Congress Parkway to be renamed for Ida B. Wells

Ida Wells Barnett (1862-1931), 1890s. Photo by R. Gates/Hulton Archive/Getty Images

CHICAGO — The Chicago City Council on Wednesday overwhelmingly approved a plan to rename a portion of Congress Parkway after civil rights icon Ida B. Wells.

The groundbreaking African-American journalist and anti-lynching advocate will now have her moniker attached to a stretch of highway that runs from Grant Park to the Jane Byrne Interchange. It's the first downtown street named for a woman of color.

The move will require mailing addresses along that route to change.
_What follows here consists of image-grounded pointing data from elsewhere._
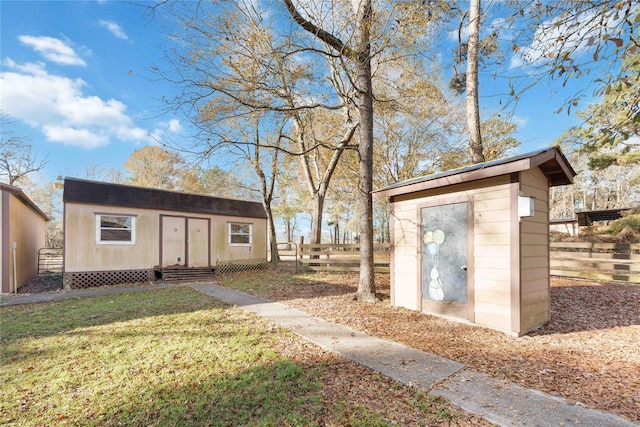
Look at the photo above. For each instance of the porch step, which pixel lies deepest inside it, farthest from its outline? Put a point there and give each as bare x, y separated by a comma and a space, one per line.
178, 275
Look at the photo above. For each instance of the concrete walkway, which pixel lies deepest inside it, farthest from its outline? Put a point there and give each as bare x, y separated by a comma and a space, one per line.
500, 402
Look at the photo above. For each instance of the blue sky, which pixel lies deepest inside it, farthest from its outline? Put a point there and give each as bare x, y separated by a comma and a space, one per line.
77, 79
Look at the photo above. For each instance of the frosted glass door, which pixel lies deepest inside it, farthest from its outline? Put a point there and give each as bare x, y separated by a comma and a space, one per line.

Wells-Barnett, who died at age 69 in 1931, crusaded against the lynching of black men, pushed for women's right to vote and started organizations designed to help African-Americans gain economic and political power.

Interest in Wells' accomplishments has increased in recent years.

Backers of a Chicago monument honoring Wells recently announced enough money has been raised and pledged to build the structure.

The granite and bronze monument will be designed by sculptor Richard Hunt. Wells' great granddaughter, Michelle Duster, says the goal is to have the monument installed next year.

An initial plan to rename Balbo Drive after Wells fell through earlier this year after lawmakers faced opposition from Italian-American groups.